Cette forme était disgracieuse et encombrante. Les lampes américaines avaient, en outre, le défaut d’exhaler une très mauvaise odeur, au moment de leur extinction.

C’est pour remédier à ce double défaut que fut inventée, vers 1870, la lampe dite allemande, que l’on construit encore aujourd’hui, en quantités considérables, en Prusse et en Allemagne, d’où nos fabricants la font venir. Ce genre de fabrication est toujours resté dévolu à l’Allemagne, en raison de l’excessif bon marché de la main-d’œuvre, en ce pays.
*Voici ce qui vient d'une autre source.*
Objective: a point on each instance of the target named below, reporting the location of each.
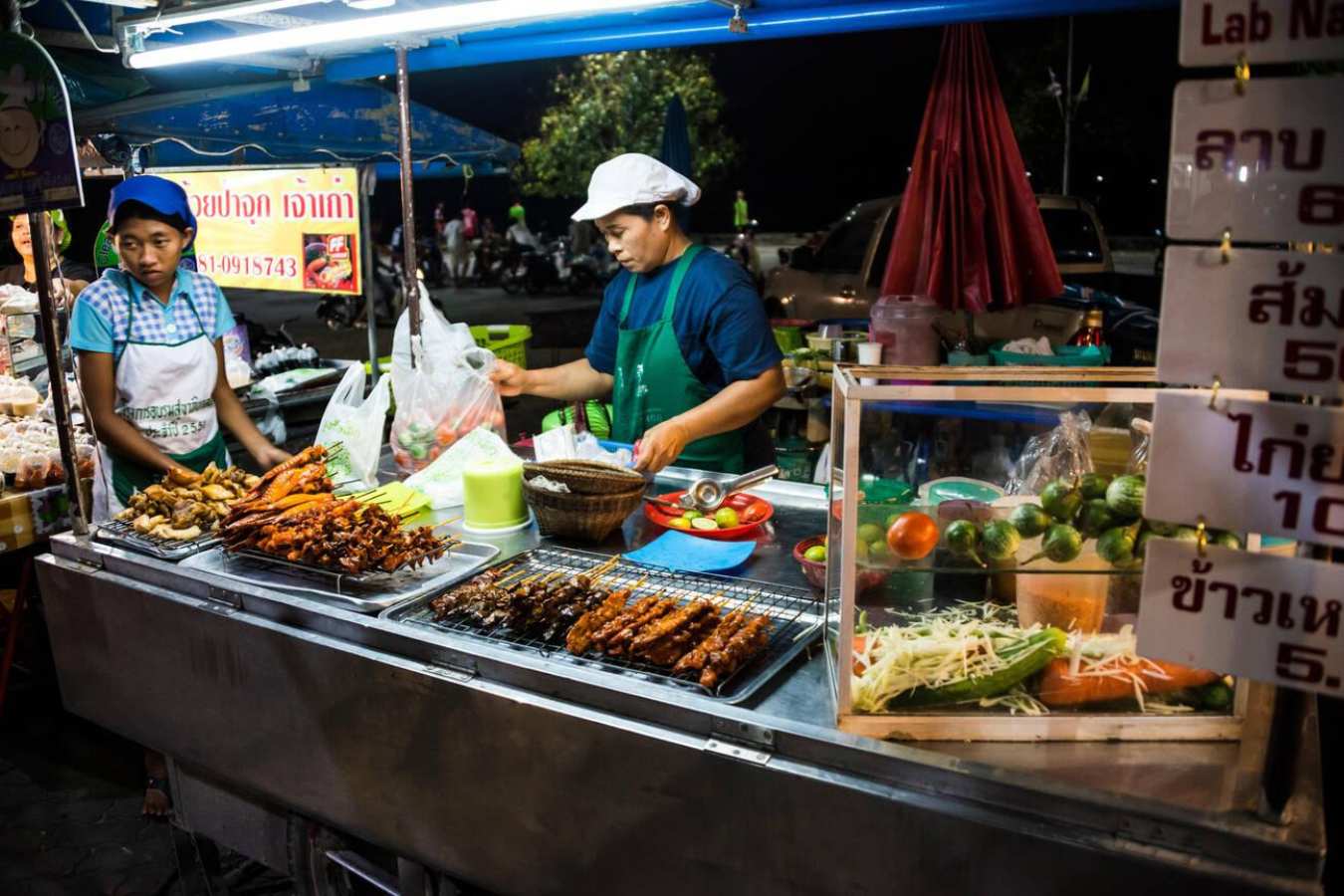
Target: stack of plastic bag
(445, 395)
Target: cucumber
(1125, 496)
(1029, 519)
(1117, 546)
(1001, 541)
(1062, 543)
(1024, 658)
(963, 537)
(1093, 485)
(1095, 518)
(1060, 500)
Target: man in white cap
(682, 342)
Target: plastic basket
(508, 341)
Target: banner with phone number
(292, 230)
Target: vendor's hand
(269, 456)
(510, 379)
(661, 445)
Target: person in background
(456, 249)
(70, 278)
(740, 212)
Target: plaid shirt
(103, 320)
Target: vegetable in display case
(1008, 565)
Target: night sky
(829, 121)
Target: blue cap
(158, 193)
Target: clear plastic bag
(445, 394)
(1060, 453)
(356, 425)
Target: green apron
(655, 384)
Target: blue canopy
(276, 123)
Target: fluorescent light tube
(438, 20)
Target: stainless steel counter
(526, 776)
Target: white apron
(167, 392)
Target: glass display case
(984, 560)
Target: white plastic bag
(356, 423)
(442, 398)
(441, 481)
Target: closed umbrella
(970, 234)
(676, 149)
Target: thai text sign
(1263, 320)
(1214, 33)
(1267, 162)
(1258, 615)
(1251, 466)
(293, 230)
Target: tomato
(913, 537)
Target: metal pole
(51, 345)
(410, 288)
(1068, 107)
(365, 258)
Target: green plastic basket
(508, 341)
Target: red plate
(760, 511)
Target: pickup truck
(843, 276)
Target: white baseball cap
(634, 179)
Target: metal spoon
(709, 496)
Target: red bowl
(814, 572)
(760, 508)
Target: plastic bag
(441, 481)
(356, 423)
(442, 398)
(1060, 453)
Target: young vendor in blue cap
(150, 357)
(682, 342)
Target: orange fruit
(913, 537)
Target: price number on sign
(1252, 614)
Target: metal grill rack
(794, 614)
(121, 534)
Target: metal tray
(794, 612)
(119, 534)
(369, 595)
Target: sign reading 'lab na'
(1216, 33)
(1266, 162)
(1250, 466)
(1258, 615)
(1262, 319)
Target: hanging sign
(1250, 466)
(1269, 618)
(1266, 162)
(39, 166)
(1216, 33)
(276, 229)
(1278, 318)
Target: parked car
(843, 276)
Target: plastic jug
(903, 324)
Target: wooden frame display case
(959, 607)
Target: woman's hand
(269, 456)
(510, 379)
(661, 445)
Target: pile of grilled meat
(688, 638)
(293, 515)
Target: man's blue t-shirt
(719, 320)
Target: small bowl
(814, 572)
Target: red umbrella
(970, 234)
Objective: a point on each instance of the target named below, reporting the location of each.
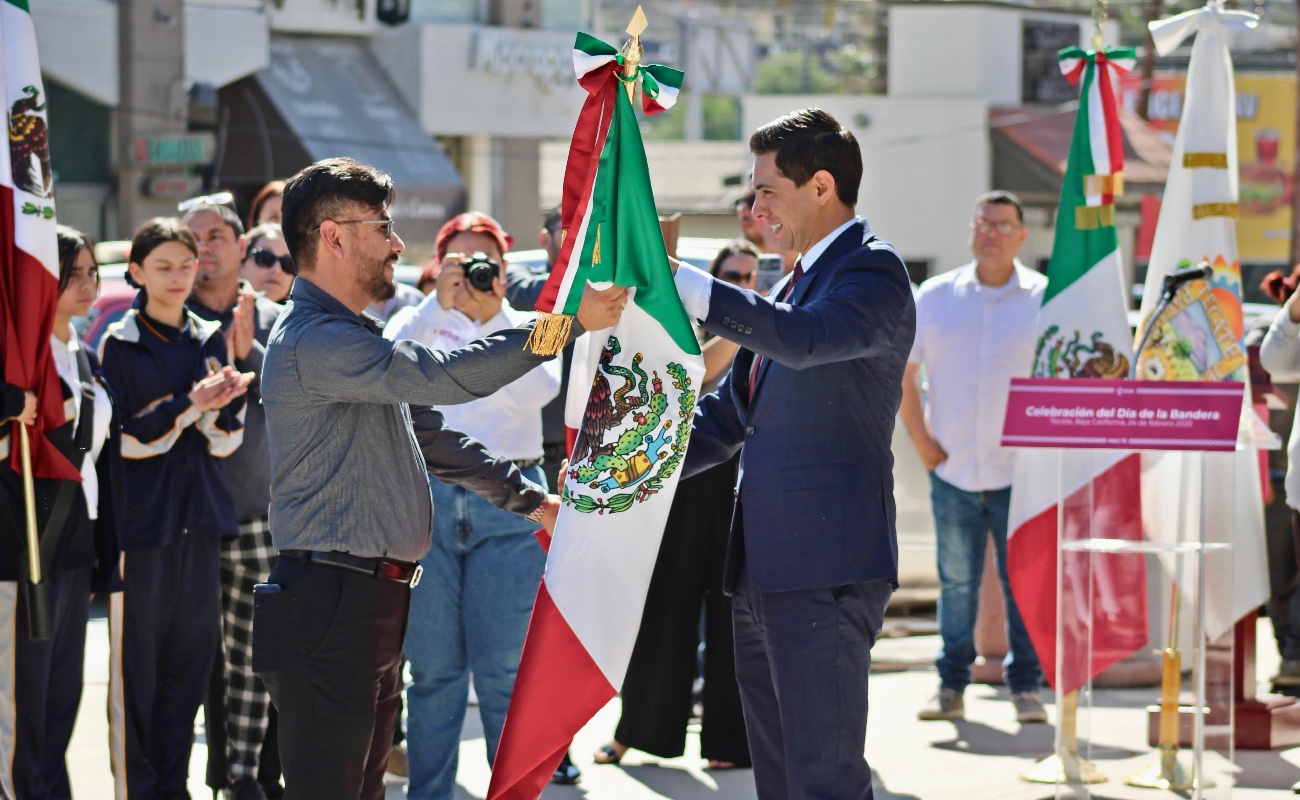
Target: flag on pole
(1083, 333)
(29, 249)
(1197, 221)
(636, 385)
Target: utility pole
(1148, 61)
(154, 98)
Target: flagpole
(37, 588)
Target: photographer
(471, 612)
(351, 511)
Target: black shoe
(567, 773)
(246, 788)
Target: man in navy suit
(810, 403)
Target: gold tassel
(550, 333)
(1213, 210)
(1090, 217)
(1214, 160)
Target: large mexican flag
(1197, 223)
(1083, 333)
(29, 250)
(635, 388)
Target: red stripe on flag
(27, 298)
(585, 148)
(557, 691)
(1114, 584)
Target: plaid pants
(245, 561)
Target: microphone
(1201, 272)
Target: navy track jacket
(174, 483)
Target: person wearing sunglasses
(975, 331)
(246, 319)
(267, 266)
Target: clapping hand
(220, 388)
(241, 336)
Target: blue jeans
(469, 614)
(962, 523)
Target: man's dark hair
(226, 213)
(809, 141)
(323, 191)
(1001, 198)
(70, 243)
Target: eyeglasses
(221, 198)
(731, 276)
(267, 259)
(388, 225)
(1002, 228)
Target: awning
(324, 98)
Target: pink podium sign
(1122, 414)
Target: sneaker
(567, 773)
(947, 704)
(246, 788)
(1028, 708)
(1288, 674)
(397, 761)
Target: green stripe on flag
(586, 43)
(1075, 251)
(624, 226)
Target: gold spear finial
(632, 51)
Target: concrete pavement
(975, 760)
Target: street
(975, 760)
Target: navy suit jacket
(817, 467)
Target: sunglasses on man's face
(267, 259)
(731, 276)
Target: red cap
(473, 221)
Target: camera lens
(481, 271)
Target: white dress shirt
(507, 422)
(65, 362)
(694, 285)
(973, 340)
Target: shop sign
(1265, 152)
(547, 59)
(173, 186)
(182, 150)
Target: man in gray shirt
(350, 506)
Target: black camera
(481, 271)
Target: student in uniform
(182, 409)
(44, 678)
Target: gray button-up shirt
(349, 455)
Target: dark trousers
(688, 575)
(328, 645)
(165, 628)
(47, 686)
(802, 658)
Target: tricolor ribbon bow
(603, 72)
(1099, 73)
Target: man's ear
(330, 238)
(826, 187)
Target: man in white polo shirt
(975, 329)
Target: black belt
(378, 569)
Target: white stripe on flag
(1097, 129)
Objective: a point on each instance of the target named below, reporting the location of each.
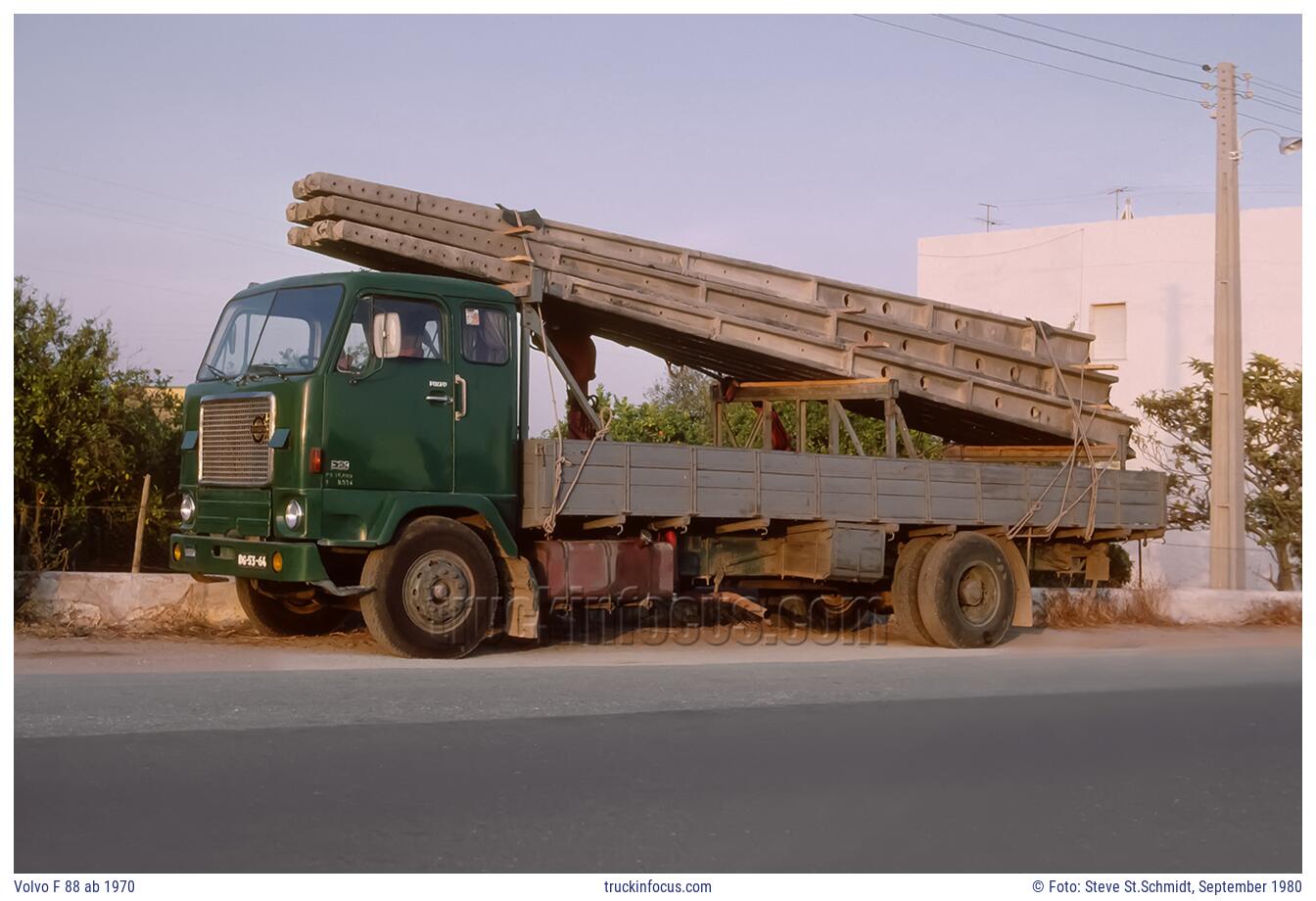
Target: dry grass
(1135, 606)
(1274, 613)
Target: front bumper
(248, 559)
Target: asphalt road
(1043, 756)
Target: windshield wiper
(255, 370)
(221, 376)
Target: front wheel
(284, 614)
(435, 591)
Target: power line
(1058, 46)
(136, 218)
(1277, 87)
(1109, 43)
(1029, 60)
(1278, 125)
(154, 194)
(1288, 108)
(1002, 253)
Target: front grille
(234, 445)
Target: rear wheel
(905, 591)
(435, 591)
(966, 593)
(280, 614)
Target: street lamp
(1288, 144)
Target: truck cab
(329, 414)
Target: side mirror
(386, 336)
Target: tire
(435, 591)
(905, 591)
(966, 593)
(280, 617)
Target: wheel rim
(978, 593)
(437, 593)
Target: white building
(1145, 287)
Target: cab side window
(486, 336)
(419, 325)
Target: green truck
(359, 441)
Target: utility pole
(1228, 567)
(1117, 192)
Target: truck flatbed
(672, 482)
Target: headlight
(293, 514)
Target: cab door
(389, 402)
(485, 357)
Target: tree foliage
(1273, 455)
(86, 432)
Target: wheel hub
(439, 593)
(979, 593)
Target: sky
(154, 154)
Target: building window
(1109, 324)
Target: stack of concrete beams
(966, 375)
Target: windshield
(274, 332)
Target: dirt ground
(52, 650)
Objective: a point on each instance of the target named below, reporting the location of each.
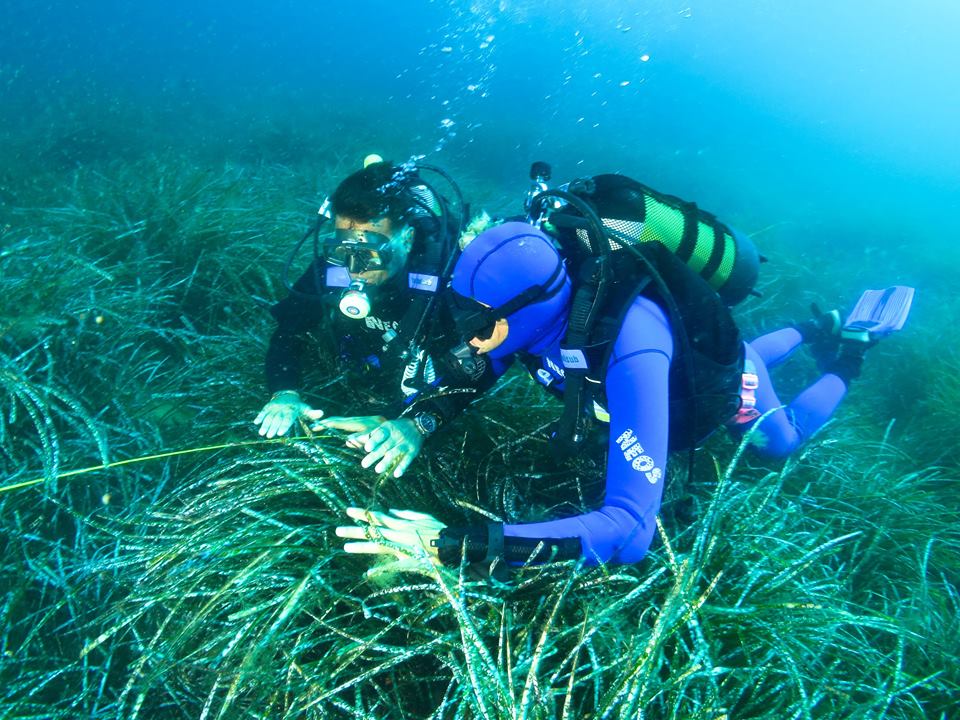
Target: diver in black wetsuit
(370, 292)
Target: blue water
(835, 122)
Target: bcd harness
(610, 269)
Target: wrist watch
(427, 423)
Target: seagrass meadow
(159, 560)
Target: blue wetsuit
(514, 272)
(638, 403)
(784, 430)
(637, 394)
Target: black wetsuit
(357, 347)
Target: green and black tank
(633, 214)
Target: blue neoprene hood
(503, 262)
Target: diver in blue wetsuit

La lampe à pétrole allemande est caractérisée par l’emploi d’une mèche de coton plate, mais qui devient circulaire en s’enroulant autour du porte-mèche, et qui s’élève et s’abaisse au moyen d’une crémaillère. Elle est pourvue d’un appel d’air très actif, provoqué par une fente latérale, pratiquée au bas du foyer lumineux.

Nous représentons dans la figure 387 le bec de la lampe à pétrole allemande, vu en perspective, et dans la figure 388 une coupe, montrant l’ouverture latérale qui donne accès à l’air :

La légende qui accompagne chacune de ces figures, explique l’effet de ces principaux organes.

Fig. 387. — Bec de lampe à pétrole allemande. (Vue extérieure).

A, clef faisant mouvoir la mèche. — B, mèche plate devenant circulaire. — C, galerie supportant le verre. — D, porte-mèche, siège de la combustion.

Fig. 388. — Coupe et vue intérieure du bec de la lampe à pétrole allemande.

D, bec vu en coupe à sa partie supérieure. — A, clef de l’engrenage faisant monter et descendre, par pression, la mèche. — F, fente latérale formant la prise d’air. — G, ouverture communiquant avec le réservoir de pétrole. — C, galerie supportant le verre. — B, mèche plate devenant circulaire.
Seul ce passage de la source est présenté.